Book now: from $359/night, expedia.com

Location meets reputation in the new Nobu Hotel Chicago, which opened earlier this year from chef Nobu Matsuhisa and partners including actor Robert De Niro in the dining-centric West Loop district. The 115-room Nobu has the chef’s signature restaurant, of course, and other take-me-to-Japan features like the oshibori hand-washing ritual on check-in to minimalist rooms (some with teak soaking tubs) and a 40-foot indoor tranquility pool.

Guests can still get their party on in the convivial restaurants, including an 11th-floor rooftop lounge, and there are loads of restaurants and bars to stumble to nearby. It gets green cred for its energy-saving heating and cooling system, LED lighting that uses 75 percent less energy, in-room motion lights, and its rooftop garden, which covers half the space.

The 21c Museum Hotel Chicago showcases the best of the city's artists.

21c Museum Hotel Chicago

Book now: from $209/night, expedia.com 

The art-filled 21c Museum Hotel Chicago opened just before the pandemic, missing its opportunity to fully shine. But it’s worth your attention for the substantial investment the hotel group is making in contemporary art. Founders Steve Wilson and Laura Lee Brown are renowned collectors and make much of their holdings available to guests in on-site galleries that are open around the clock. Shows rotate between locations, but each individual hotel has art programming that engages the local community.

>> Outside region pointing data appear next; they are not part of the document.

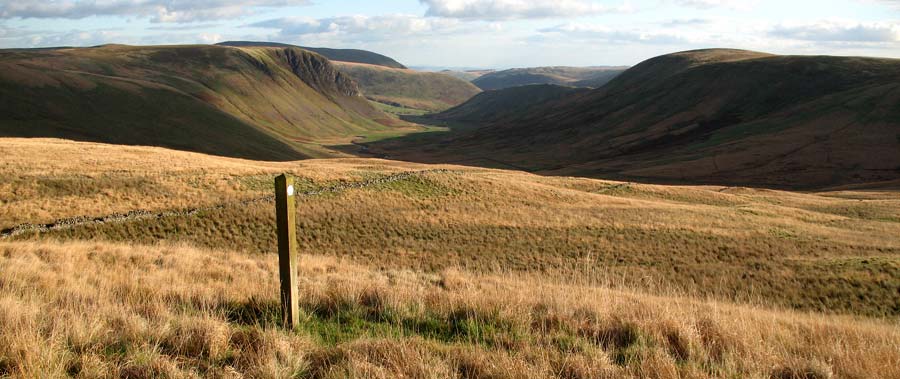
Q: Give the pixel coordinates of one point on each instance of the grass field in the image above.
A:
(447, 272)
(171, 311)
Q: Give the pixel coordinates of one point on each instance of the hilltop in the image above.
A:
(430, 91)
(708, 116)
(342, 55)
(267, 103)
(505, 103)
(412, 270)
(592, 77)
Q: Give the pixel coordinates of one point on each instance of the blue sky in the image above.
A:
(471, 33)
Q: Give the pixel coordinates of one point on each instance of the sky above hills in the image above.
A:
(471, 33)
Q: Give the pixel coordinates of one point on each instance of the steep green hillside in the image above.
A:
(411, 89)
(255, 102)
(504, 103)
(716, 116)
(343, 55)
(570, 76)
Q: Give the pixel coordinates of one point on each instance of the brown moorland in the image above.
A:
(833, 251)
(173, 311)
(716, 116)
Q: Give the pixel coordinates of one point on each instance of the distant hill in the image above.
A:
(253, 102)
(468, 75)
(343, 55)
(505, 103)
(429, 91)
(570, 76)
(710, 116)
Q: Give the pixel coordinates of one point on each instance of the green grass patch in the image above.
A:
(416, 187)
(398, 110)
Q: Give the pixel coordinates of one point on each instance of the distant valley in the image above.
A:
(709, 116)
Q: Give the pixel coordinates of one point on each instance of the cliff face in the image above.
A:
(317, 72)
(255, 102)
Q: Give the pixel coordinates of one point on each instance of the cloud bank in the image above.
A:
(156, 10)
(494, 10)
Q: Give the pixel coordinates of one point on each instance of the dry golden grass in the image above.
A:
(832, 252)
(95, 310)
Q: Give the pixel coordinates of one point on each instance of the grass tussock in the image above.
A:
(832, 252)
(174, 311)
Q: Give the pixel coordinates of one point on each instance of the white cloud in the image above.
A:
(517, 9)
(837, 31)
(366, 27)
(611, 35)
(709, 4)
(156, 10)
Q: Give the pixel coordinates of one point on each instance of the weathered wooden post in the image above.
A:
(285, 215)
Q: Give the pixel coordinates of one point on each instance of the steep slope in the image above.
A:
(571, 76)
(720, 116)
(255, 102)
(342, 55)
(408, 88)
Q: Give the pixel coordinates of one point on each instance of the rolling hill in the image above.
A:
(567, 76)
(422, 271)
(499, 104)
(429, 91)
(267, 103)
(712, 116)
(342, 55)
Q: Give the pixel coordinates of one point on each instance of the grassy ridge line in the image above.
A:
(139, 214)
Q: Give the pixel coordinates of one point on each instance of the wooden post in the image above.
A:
(285, 215)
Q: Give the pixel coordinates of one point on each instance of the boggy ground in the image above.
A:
(831, 252)
(106, 310)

Here, the 297-room hotel—adaptively reused from the former James hotel—commissioned Chicago-based artist Nick Cave and his partner Bob Faust to design nine distinct wallpaper patterns hung in the elevator lobbies on floors 2 to 17 (we suggest pulling an Elf and hitting all the buttons).

Lincoln Park's Neighborhood Hotel features just 14 homely suites.

The Neighborhood Hotel

Book now: from $240/night, theneighborhoodhotel.com

Chicago has 77 official neighborhoods and visiting at least a few is vital to knowing the city, but Airbnb is usually the alternative for staying in one, often, critics complain, driving up rents for locals. Opened in summer 2021, the Neighborhood Hotel offers guests a chance to stay in Lincoln Park, one of the most vibrant North Side neighborhoods, about five miles north of the downtown Loop, without entering into that debate.

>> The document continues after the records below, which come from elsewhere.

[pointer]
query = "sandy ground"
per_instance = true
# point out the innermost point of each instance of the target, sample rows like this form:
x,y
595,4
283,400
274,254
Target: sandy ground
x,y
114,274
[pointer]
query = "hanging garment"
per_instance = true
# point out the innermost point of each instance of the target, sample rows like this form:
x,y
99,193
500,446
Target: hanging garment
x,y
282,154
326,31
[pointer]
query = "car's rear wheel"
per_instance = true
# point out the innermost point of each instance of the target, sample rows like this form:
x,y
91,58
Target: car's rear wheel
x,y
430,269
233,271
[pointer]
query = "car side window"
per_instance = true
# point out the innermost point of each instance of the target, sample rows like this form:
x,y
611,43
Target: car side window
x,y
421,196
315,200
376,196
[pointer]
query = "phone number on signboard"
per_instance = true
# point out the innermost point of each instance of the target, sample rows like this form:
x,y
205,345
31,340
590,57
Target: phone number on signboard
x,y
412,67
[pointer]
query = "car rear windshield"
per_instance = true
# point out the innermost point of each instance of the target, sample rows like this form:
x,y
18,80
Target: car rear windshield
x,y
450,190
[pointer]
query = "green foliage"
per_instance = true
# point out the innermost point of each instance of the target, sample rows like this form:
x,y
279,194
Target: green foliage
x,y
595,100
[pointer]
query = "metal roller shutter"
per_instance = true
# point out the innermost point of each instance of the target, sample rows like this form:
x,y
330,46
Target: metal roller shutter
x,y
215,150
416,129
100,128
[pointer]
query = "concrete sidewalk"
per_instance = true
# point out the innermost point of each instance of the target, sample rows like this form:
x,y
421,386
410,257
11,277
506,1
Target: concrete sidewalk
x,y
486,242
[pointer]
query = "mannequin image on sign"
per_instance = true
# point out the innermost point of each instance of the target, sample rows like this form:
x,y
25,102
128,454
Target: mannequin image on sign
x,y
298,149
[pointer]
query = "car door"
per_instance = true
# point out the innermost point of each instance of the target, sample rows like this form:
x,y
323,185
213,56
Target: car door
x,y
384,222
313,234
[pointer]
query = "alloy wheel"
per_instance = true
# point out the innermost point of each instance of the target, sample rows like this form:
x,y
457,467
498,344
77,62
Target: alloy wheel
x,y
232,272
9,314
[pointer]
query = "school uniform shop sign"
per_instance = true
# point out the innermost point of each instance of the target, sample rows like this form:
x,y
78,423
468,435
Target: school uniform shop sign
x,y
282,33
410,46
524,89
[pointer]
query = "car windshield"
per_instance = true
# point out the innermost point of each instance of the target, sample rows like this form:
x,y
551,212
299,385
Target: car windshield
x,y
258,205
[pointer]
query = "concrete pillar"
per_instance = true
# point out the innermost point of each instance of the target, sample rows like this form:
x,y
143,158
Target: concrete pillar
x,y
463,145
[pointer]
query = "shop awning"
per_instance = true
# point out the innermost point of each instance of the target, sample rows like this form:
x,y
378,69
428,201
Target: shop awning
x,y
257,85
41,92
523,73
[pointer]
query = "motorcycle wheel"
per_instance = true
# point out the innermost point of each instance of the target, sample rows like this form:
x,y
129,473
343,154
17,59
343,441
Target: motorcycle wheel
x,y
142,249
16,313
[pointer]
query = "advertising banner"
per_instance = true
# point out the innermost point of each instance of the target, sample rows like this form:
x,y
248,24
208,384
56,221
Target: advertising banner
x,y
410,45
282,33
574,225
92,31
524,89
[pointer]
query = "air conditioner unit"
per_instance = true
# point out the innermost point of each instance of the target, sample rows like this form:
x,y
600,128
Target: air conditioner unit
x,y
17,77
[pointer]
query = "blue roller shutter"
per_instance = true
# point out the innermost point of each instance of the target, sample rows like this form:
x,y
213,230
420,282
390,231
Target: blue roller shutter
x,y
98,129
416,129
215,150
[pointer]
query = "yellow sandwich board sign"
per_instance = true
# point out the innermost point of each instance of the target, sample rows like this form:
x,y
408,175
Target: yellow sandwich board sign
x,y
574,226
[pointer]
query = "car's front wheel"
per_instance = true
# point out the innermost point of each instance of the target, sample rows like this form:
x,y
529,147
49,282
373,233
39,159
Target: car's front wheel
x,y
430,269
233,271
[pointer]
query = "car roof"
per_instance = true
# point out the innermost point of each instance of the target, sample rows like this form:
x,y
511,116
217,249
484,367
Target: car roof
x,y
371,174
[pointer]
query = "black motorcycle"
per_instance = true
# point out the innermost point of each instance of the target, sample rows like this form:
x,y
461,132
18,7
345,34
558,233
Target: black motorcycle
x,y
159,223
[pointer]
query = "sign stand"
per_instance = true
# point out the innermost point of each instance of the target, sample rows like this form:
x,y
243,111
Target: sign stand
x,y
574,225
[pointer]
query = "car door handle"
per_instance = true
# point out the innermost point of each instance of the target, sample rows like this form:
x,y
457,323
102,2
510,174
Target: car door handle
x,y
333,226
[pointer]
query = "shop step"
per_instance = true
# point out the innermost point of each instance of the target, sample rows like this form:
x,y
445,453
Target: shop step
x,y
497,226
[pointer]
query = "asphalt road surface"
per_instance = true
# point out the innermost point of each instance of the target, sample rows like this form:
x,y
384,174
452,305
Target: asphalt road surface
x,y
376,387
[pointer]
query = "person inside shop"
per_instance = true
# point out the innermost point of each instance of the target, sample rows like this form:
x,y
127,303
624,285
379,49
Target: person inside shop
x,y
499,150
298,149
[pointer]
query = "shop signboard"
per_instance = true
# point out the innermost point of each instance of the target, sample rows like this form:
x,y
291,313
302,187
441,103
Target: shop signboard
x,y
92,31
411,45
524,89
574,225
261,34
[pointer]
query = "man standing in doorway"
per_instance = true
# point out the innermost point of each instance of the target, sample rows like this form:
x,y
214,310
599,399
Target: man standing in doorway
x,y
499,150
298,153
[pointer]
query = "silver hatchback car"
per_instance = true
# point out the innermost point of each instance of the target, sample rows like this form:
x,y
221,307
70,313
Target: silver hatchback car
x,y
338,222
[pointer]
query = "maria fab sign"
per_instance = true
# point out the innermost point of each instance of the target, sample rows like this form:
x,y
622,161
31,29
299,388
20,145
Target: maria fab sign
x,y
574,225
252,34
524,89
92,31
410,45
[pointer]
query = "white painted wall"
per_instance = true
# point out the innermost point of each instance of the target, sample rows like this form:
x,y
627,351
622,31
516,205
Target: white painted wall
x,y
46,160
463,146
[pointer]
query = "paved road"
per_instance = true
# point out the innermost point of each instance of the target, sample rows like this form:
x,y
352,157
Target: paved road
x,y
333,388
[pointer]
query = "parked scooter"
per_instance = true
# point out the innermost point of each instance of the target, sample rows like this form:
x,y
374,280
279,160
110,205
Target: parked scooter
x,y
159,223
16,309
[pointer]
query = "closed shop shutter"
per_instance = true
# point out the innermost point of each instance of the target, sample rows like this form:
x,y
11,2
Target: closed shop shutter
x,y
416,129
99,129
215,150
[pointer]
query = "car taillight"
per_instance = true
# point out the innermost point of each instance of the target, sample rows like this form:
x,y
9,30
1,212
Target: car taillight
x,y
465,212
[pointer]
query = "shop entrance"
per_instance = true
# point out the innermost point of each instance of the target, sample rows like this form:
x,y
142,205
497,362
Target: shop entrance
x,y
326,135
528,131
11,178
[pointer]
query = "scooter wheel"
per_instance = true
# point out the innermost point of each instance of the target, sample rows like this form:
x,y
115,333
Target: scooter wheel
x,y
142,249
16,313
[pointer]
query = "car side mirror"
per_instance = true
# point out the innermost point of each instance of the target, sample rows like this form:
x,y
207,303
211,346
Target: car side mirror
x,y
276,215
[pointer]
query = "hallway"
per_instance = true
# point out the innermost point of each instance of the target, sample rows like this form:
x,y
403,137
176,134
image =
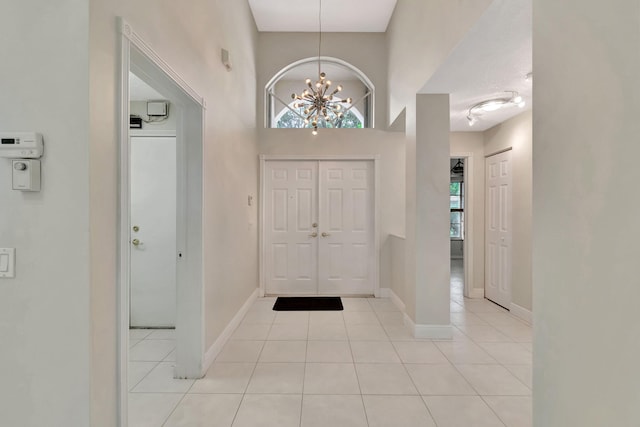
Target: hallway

The 1893 German Renaissance–inspired building with limestone cladding and bay windows houses 14 residential style suites with well-stocked kitchens and often multiple bedrooms. Locally owned shops and restaurants are nearby, as are the 18-mile Lakefront recreational path and the free Lincoln Park Zoo.

SpringHill Suites by Marriott Chicago Chinatown

Book now: from $169/night, expedia.com

While many Chinatowns around the country are being gentrified, Chicago’s Chinatown, on the South Side, about three train stops from the Loop, is growing. Asian American residents grew 31 percent in the last census, which attests to the vibrancy of Chinatown, a bustling neighborhood of restaurants, shops, and Chinese groceries marked by the landmark Chinatown Gateway.

With the new SpringHill Suites by Marriott Chicago Chinatown, the neighborhood gets its first branded hotel, where suites have separate areas to sleep, work, and relax; breakfast is included in the rates. The hotel is near the Chicago Red Line L, which is convenient for getting around, including heading to the White Sox baseball stadium a few stops south.